How dangerous is this stuff?

When the National Science Foundation first decided to give funding to the nascent synthetic biology community spearheaded by chemical engineer Jay Keasling in 2006, one of its requirements was that the Synthetic Biology Engineering Research Center have a branch devoting its efforts on ethical problems anticipated to plague synthetic biology. One of the most pressing of these questions framed at that time of emergence was that of biosecurity. With the use of DNA manipulation, and to some extent with the opensource philosophy of synthetic biology, worries were expressed and expanded about possible malignant forces using these technologies to harm populations.
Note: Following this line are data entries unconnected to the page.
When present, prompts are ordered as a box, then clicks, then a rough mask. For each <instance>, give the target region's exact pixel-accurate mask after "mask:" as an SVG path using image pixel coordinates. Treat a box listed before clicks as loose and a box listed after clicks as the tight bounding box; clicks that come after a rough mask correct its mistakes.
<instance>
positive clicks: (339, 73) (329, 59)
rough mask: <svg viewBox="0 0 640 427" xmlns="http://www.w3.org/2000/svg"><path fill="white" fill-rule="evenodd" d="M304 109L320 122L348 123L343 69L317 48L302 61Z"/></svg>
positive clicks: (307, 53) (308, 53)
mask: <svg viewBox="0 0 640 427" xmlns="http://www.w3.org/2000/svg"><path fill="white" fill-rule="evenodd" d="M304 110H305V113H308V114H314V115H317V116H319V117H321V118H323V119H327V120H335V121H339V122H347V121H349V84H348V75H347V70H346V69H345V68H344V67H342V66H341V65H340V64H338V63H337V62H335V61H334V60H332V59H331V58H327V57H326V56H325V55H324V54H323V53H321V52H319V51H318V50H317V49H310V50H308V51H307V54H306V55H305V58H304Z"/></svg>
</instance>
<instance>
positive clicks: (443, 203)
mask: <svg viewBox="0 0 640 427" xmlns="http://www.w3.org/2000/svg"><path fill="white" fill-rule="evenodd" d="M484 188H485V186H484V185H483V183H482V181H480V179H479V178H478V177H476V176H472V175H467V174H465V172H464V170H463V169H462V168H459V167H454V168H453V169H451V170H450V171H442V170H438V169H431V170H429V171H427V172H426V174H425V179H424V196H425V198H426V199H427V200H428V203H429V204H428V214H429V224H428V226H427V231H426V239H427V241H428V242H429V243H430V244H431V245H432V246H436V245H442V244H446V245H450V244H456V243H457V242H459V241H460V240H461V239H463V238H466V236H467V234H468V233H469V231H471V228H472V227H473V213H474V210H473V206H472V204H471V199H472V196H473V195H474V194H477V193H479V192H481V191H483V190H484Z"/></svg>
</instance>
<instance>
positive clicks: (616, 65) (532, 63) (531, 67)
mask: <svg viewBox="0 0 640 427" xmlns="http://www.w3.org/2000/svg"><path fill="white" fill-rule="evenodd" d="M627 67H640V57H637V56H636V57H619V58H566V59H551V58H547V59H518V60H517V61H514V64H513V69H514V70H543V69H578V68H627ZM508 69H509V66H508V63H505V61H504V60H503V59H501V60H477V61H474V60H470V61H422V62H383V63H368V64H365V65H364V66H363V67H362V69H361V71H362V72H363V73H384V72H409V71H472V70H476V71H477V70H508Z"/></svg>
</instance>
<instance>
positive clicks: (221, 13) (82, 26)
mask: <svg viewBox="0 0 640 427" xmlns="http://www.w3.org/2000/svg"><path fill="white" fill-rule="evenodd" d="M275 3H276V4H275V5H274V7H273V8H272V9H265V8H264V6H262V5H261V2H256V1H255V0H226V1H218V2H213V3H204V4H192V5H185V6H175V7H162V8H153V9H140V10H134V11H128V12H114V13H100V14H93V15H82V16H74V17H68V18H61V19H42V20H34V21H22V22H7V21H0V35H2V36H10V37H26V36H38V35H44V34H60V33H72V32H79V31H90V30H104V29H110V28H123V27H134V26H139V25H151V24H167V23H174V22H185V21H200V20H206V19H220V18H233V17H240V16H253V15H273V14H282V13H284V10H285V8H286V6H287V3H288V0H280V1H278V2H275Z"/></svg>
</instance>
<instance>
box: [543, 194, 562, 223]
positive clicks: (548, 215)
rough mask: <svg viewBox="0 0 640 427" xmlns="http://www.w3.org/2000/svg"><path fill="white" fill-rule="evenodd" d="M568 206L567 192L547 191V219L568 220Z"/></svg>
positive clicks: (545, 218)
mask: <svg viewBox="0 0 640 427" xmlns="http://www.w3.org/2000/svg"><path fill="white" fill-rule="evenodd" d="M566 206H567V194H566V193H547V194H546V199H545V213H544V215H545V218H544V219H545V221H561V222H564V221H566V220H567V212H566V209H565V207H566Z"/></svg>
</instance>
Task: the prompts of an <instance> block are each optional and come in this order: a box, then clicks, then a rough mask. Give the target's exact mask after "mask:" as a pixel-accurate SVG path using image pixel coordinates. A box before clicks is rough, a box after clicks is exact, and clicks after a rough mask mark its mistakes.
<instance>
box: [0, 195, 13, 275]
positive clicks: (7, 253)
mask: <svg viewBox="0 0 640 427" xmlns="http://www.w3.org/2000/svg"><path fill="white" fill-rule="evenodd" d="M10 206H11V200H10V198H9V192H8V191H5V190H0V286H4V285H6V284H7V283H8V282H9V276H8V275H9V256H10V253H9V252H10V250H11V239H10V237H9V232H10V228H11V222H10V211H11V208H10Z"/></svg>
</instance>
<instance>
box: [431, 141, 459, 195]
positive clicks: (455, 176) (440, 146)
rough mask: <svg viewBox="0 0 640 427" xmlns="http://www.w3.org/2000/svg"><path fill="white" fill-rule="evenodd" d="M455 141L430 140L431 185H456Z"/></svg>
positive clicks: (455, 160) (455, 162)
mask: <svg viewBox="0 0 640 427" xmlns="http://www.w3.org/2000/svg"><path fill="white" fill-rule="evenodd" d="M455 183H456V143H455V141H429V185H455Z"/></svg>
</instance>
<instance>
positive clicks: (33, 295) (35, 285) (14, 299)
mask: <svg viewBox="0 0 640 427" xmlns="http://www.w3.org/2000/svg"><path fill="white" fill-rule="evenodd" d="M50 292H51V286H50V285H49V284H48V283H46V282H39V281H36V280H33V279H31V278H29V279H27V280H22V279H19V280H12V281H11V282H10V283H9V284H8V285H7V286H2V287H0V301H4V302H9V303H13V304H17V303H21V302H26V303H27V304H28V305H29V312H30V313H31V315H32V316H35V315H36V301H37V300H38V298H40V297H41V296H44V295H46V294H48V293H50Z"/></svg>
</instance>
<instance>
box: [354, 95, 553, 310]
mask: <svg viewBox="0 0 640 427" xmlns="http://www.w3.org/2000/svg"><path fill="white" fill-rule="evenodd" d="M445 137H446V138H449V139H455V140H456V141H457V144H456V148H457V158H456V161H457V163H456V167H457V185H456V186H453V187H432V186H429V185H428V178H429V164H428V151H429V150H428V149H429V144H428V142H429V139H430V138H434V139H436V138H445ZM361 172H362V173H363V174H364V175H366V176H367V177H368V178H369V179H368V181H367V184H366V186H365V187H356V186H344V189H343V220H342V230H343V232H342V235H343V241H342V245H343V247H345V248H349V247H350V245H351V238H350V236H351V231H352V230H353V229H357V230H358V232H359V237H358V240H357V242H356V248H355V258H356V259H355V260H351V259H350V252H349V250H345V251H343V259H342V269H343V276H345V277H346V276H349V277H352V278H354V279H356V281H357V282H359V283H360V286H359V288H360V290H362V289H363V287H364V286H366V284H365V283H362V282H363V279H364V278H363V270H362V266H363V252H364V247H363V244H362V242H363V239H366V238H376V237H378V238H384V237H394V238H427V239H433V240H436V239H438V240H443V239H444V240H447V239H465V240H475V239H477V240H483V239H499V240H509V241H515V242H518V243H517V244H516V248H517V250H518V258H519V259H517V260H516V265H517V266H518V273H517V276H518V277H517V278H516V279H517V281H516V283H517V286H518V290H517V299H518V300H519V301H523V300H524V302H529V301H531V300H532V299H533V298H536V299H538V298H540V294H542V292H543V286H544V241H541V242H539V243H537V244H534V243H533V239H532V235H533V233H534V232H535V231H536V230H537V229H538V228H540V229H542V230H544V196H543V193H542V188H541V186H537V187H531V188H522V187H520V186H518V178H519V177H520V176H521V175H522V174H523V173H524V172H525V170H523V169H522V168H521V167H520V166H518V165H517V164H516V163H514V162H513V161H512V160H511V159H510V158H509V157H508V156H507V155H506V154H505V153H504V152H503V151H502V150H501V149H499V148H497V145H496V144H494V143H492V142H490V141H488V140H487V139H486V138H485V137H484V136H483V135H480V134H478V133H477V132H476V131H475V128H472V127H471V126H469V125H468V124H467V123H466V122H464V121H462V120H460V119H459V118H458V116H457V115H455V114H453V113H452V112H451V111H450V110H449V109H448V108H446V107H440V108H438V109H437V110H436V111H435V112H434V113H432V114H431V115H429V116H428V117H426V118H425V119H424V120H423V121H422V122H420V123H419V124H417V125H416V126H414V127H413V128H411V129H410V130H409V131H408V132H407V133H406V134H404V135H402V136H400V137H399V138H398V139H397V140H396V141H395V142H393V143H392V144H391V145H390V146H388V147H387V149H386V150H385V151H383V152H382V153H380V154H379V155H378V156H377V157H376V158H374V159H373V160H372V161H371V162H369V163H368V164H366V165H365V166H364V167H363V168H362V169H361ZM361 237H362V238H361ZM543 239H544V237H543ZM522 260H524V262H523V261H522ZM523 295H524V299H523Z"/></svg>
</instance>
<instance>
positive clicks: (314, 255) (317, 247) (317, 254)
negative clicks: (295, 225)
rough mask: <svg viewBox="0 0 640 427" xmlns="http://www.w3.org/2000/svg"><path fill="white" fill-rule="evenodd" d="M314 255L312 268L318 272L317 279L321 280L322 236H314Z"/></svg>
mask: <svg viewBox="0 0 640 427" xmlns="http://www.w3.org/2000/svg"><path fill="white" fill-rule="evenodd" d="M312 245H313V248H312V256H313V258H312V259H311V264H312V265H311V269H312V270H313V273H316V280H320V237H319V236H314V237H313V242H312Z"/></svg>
In this collection, you will find a discussion and contextualization of this problem.

 
dbeck wrote 31 weeks 3 days ago

Anticipating everything is impossible

As a programmer, I almost always get the code wrong on the first try. A mistyped character can lead (usually) to code failure where it simply doesn't work, and (very occasionally) to catastrophic failure, like a database deletion. This is what worries me about synthetic biology. Coding errors on a molecular level can have unforeseen consequences, which -- I'm guessing -- are almost always harmless, but very occasionally can lead to an organism having unexpected and damaging properties. How can synthetic biologists get it right every single time? And if that's not possible, how do they contain unexpected results?